CAMARILLO — If you're a resident of Reseda, Van Nuys or even Ventura, the name Pardee may not ring a loud bell. But if you live in Mission Oaks, a sprawling, master-planned community in Ventura County that constitutes most of the east side of Camarillo, you're in Pardee country for sure.
Pardee Construction Co.'s land is next to the Santa Monica Mountains at the bottom, or northern end, of the steep Conejo Grade of the Ventura Freeway. To get into the community you'll probably use the Pleasant Valley Road-Santa Rosa Road exit, part of a freeway-access complex completed last year at a cost of $7.2 million. The project was paid for entirely by Pardee.
"Our proposals were being held up because people were afraid they'd create traffic problems," explains Bill Teller, Pardee's Ventura County project manager. "We could have waited for state funding, but that might have taken years."
At a time when many developers are holding back, Pardee is throttling ahead with residential, office and various commercial developments. The fact that Pardee bought more than 1,000 acres in Camarillo in 1969 at low prices helps it weather the ups and downs of the building cycles. That, and the fact Pardee is a unit of Weyerhaeuser Co., the $9-billion, giant lumber concern that helps finance Pardee's projects.

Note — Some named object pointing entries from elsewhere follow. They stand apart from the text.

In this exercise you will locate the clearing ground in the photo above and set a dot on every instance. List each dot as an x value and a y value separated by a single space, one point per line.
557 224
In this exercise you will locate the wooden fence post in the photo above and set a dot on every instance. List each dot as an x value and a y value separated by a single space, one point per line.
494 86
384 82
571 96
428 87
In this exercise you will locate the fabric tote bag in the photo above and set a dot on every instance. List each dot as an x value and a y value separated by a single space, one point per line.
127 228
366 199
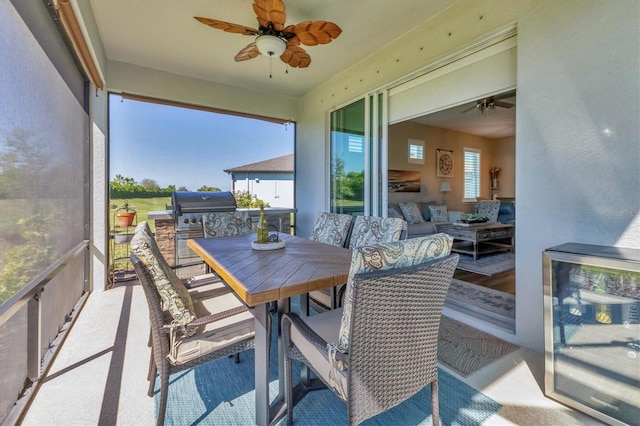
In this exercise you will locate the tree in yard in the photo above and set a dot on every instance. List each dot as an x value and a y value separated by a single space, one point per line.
149 185
207 188
245 200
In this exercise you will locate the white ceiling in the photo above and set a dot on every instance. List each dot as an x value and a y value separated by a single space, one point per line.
497 123
163 35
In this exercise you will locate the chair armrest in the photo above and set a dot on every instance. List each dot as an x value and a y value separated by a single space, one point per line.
219 316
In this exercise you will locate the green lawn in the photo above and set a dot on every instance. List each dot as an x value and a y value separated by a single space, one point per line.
142 206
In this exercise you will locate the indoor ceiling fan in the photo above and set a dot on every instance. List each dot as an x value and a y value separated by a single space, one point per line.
491 103
272 38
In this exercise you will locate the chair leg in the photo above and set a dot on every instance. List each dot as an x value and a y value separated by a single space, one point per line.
435 407
164 390
288 397
153 371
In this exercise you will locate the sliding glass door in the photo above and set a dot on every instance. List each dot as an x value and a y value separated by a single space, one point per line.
356 146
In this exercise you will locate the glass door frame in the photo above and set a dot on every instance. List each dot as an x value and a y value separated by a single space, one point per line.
375 162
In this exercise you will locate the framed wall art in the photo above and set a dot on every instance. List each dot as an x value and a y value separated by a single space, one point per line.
444 163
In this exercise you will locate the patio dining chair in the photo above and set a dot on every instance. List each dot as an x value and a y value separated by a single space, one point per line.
220 224
199 285
381 347
331 228
366 230
190 331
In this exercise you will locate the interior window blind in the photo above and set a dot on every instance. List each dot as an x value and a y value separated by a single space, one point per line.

Since 1975, Pardee has built all 3,000 homes in the handsome, mostly earth-toned Mission Oaks community. In fact, Pardee is the biggest home builder in Ventura County. Now the company is also developing a large industrial park adjoining the Ventura Freeway and has built several retail and commercial centers in the area. To date, practically every structure in Mission Oaks (population about 8,500, or nearly one-sixth of Camarillo) was either built, designed or financed by Pardee, which in 1990 added another 300 acres to 1,150 acres it acquired originally.
Local real estate people believe Pardee bought its larger holding on the largely undeveloped Camarillo Ranch at about $2,000 an acre, less than a third of what it would be worth today. This gives Pardee a pricing advantage in the marketplace.
"We're expected to show a profit, but we can be more flexible than most other builders about that," notes Teller. "Since we don't have the cash-flow problems others may have, we can afford to take a longer view of things."
Pardee has yet another built-in advantage. A sister concern, Weyerhaeuser Mortgage Co., provides the mortgages for about one-third of Pardee's home sales.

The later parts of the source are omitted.